Sarapan kali ini suasananya sedikit mencair.. entah kenapa Dimas tidak merasakan aura tekanan yang biasanya, dari orang tuanya untuk merubah penampilannya.
Danu dan mitya pagi ini terlihat berpakaian formal elegan dan rapih. Dimas merasa ada yang salah. tapi dia terlalu malas untuk menanyakannya. Setiap hari suasananya pasti canggung seperti ini, bahkan jika ada tamu pun, mereka tidak akan menyadari jika Dimas adalah putra tunggal mereka.
"Dimas ceritakan apa yang kau lihat dari aqila" tiba-tiba mitya bertanya dengan senyuman manis. Dimas tidak jadi menyantap makanan dan melihat ibunya dengan keheranan. Ibunya biasanya tidak tersenyum selembut ini..
"Yah dia cantik dan menarik, itu saja." Jawab Dimas apa adanya. Mitya tidak puas dengan jawaban itu, "kau tau tidak? Latar belakang dan status keluarganya?" Mitya bertanya lagi.
"Itu tidak penting ibu, apa ayah menikahi ibu karena melihat status keluarga? Jika iya, aku merasa hina telah terlahir di dunia." Memang sedikit kurang ajar Dimas berkata sedemikan. Tapi status sosial seseorang bukanlah jaminan dia wanita yang baik atau tidak.

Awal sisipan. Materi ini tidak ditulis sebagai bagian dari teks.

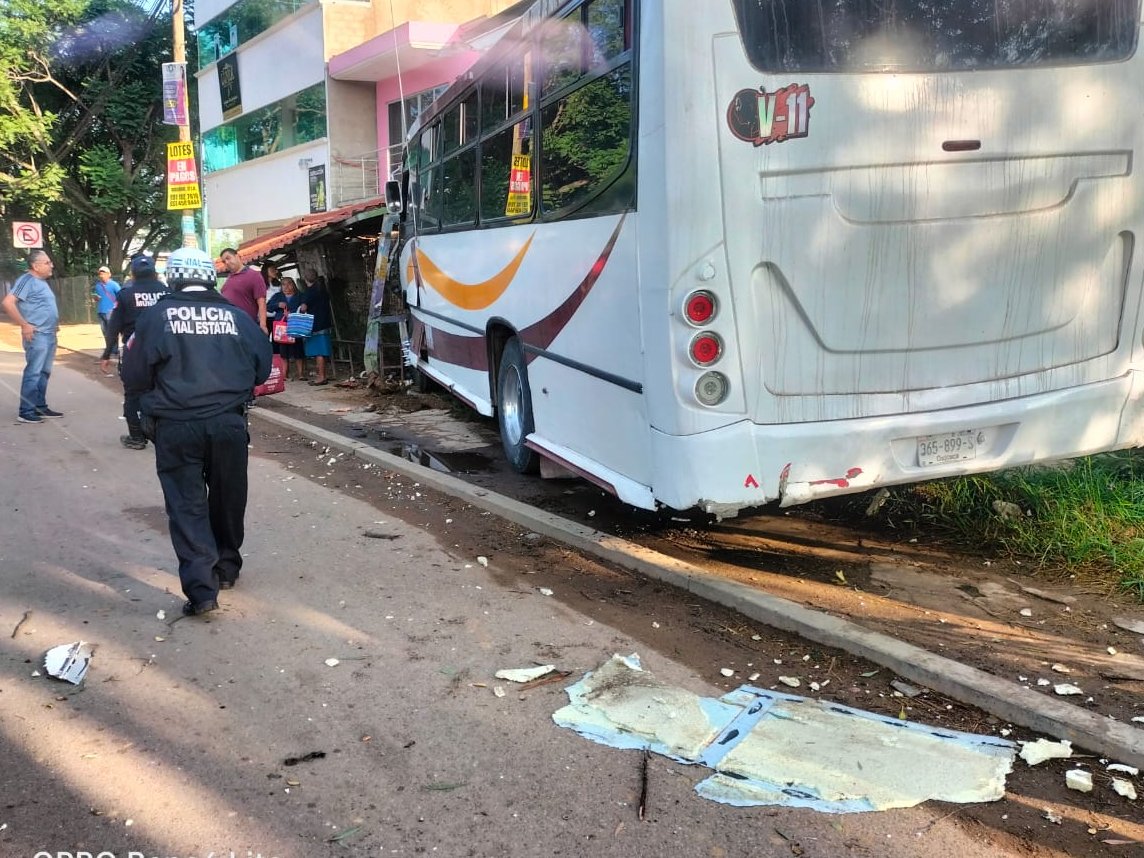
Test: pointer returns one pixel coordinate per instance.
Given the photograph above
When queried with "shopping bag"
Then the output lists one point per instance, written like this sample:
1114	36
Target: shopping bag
278	332
300	324
276	382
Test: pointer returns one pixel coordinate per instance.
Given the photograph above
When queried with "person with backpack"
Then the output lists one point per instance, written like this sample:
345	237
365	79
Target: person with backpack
104	291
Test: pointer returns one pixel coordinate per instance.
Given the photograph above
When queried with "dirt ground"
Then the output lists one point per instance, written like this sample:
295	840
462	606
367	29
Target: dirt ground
971	608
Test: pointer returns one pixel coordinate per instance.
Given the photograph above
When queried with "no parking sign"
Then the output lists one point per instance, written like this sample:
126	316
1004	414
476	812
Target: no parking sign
26	235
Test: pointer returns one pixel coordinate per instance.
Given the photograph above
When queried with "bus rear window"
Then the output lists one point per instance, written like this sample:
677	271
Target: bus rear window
857	36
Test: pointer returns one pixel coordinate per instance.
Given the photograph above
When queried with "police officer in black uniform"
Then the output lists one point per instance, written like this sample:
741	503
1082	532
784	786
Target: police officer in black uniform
142	291
196	357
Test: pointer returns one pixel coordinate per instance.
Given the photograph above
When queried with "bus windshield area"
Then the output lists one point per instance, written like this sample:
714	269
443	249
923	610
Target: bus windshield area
927	36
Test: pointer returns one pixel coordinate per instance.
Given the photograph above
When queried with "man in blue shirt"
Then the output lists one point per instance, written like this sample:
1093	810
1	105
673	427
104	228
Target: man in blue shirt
105	292
32	306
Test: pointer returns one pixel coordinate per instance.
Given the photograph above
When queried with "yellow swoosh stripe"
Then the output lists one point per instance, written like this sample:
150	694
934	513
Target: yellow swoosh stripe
470	295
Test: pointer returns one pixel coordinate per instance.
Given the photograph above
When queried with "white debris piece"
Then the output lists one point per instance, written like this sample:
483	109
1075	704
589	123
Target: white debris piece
69	661
1038	752
1123	787
1129	624
1079	779
525	674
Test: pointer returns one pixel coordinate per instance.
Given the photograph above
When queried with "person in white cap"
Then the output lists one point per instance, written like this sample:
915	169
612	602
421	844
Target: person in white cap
105	293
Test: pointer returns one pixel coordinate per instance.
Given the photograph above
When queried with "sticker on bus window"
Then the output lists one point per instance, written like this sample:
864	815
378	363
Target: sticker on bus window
761	118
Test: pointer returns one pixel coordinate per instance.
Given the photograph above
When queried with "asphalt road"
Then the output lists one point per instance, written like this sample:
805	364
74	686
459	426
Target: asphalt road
176	743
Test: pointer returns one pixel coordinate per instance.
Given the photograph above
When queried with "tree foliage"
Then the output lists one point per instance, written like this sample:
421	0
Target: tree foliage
82	145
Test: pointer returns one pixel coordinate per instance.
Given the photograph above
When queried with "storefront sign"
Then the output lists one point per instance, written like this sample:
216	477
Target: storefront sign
317	189
229	88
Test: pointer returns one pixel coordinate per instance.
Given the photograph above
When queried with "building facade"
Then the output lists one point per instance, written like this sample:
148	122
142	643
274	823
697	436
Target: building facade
302	103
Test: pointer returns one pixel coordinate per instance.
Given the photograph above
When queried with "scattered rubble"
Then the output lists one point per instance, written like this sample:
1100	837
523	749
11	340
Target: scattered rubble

Mitya terdiam , dia menusuk daging soto nya memakan dan mengunyahnya. Laku sedikit menghentakkan garpunya ke meja. "Maaf aku terlalu kasar tadi ibu, aku tidak bermaksud..." Dimas melihat ayahnya, Danu meliriknya tajam karena Dimas membuat ibunya ngambek, dan jika Mitya ngambek, sangat susah untuk dirayu.
"Ekhem. Jadi.. siapa wanita yang akan kalian jodohkan denganku?" Dimas berusaha mencair kan Suasana. Tapi pertanyaan itu tidak dijawab oleh mereka. "Kau tidak perlu memikirkannya, Minggu depan nanti kau bisa lihat sendiri, dia putri dari salah satu keluarga kelas atas, yang memonopoli dunia. Hanya orang tertentu yang bisa bertemu dengan mereka, kau tau betapa susahnya ayah mendapatkan koneksi ini...."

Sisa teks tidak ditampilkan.